Recess week #2 aka campus-wide E-learning week is approaching its end. Soon, everyone will go back to everyone's almost-rigid routines and I'll revert to my "snooze alarm -> wake up -> panic -> wash up in great haste -> to lesson I go" mornings.
In any case today was about to be a normal LEARNING day with my rabbit, until SHE came within my sight at science canteen. The sight of her silhouette evoked such a strong rejection within me that I almost muttered "BITCH". Of course, the piece of memory in the past that trailed continued to ruin my beautiful day.
To let you know HER better, I ought to first describe my first impression of HER. When I first saw HER, I knew SHE was the queen bee type. Blessed with pronounced cheekbones, a pair of doe eyes and nosebridge of just the right height, her face is one that is difficult to forget but easy to be confused with other "just another
chiobu". I admit I added a little of my own sentiments in the last part of the previous sentence, but fortunate enough for her she had almost all a girl wants on her face. So yes, initially I thought she was pretty.

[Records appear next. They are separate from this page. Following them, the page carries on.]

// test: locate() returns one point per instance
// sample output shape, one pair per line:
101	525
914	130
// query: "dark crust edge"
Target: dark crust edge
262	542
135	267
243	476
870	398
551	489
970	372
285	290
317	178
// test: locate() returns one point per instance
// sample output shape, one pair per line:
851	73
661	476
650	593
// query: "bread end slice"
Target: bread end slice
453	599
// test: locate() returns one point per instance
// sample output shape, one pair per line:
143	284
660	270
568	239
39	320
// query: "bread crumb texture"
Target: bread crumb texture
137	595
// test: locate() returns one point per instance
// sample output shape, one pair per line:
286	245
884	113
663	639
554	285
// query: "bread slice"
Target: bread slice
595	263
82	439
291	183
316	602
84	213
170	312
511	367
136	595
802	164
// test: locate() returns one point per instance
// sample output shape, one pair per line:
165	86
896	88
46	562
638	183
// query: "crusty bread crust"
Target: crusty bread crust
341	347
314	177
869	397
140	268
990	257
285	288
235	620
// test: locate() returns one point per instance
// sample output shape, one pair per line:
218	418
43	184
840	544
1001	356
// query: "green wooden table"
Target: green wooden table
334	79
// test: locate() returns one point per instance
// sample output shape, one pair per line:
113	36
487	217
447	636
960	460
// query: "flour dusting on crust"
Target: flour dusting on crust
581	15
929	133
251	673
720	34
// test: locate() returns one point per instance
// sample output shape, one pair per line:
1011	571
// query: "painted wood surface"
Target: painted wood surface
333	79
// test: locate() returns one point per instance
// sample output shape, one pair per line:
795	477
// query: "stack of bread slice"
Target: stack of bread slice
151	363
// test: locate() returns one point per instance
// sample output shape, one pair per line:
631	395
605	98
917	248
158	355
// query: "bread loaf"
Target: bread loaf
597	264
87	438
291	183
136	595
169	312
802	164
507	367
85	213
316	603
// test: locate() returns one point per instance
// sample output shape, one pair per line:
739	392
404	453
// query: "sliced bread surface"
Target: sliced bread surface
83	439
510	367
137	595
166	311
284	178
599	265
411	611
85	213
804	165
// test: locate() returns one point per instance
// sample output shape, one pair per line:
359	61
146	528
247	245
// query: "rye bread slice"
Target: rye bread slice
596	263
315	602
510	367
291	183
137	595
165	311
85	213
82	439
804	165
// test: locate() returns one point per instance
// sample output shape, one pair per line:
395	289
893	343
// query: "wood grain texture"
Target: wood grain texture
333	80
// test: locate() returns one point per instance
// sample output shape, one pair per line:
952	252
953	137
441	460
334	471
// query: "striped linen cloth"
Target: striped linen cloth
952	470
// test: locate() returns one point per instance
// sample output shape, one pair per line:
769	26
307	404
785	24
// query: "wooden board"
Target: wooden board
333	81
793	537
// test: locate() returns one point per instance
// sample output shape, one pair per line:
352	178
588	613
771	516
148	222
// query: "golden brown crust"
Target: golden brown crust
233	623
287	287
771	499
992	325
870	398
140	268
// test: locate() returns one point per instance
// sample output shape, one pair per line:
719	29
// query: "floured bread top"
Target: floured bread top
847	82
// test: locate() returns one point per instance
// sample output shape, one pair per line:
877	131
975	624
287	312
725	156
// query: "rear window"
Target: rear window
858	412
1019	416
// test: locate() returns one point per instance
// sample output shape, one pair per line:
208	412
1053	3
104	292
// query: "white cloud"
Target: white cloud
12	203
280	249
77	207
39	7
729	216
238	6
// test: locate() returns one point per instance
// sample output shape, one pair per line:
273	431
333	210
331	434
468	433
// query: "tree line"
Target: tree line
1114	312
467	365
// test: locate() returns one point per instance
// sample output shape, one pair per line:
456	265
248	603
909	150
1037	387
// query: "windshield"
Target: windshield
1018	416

I knew just what type of girl she was right from the start. I have met many. They are usually the ones who make the worst remarks about others to make themselves a notch
cooler, or feed their ego by having everyone around them do their biddings. Of course it takes two to clap and she wouldn't be a queen bee without her minions constantly buzzing around like slaves, but since this post is about HER I shall be nice and spare her minions.
But what I did not know was how blunt and blatant she could actually be towards a fellow countryman aka me. I know I say mean things too but I don't say things that stab right into people's hearts or at least, I have the courtesy to not break that person's heart right in front of him/her, right in front of everybody.
I could remember clearly that sentence SHE said that brought me down. Ever had anyone said anything right in your face that made you feel so bad that you just wanna break down on the spot or just jump down a building? At that point in the past, this was exactly how I felt. Never in my life had everything that made me, me, been shattered to pieces just because of something someone said.
"你们怡保出产的,品种是跟我们吉隆坡人不一样的"
Seriously, if you don't find something funny, you can well just keep quiet. How does saying such a hurtful thing make YOU better or more human than me? How is it even justified?
If you have trouble understanding the chinese above, she was actually saying that I am from a different (a grade lower) BREED, and she was implying at MY TOWN, IPOH,
breeds second grade product aka girls when compared to the oh-so-great KL, where she comes from.
Seriously, bitch, we are all humans. We don't differentiate ourselves by our BREEDS. In what era are we living now, I wonder, to still have a certain
class of people looking down on other groups? Have you NOT progressed in civilization at all? Tell me, if you are a normal person, would you not be indignant when such a hurtful remark was passed to you?
I was so upset at the time that I did not retaliate. Under normal circumstances I will, but at that point in history, I was so hurt, SO F*CKING HURT that all I wanted was a corner for me to cry.
Loser, I know. But the impact of this incident is so great, that even til today as I am recounting to you, my heart still bleeds and my eyes still well up.
Now you know why I say, the biggest snob I've ever met come from my homecounrty, from a city called KUALA LUMPUR which everybody loved. Well, everybody except me now.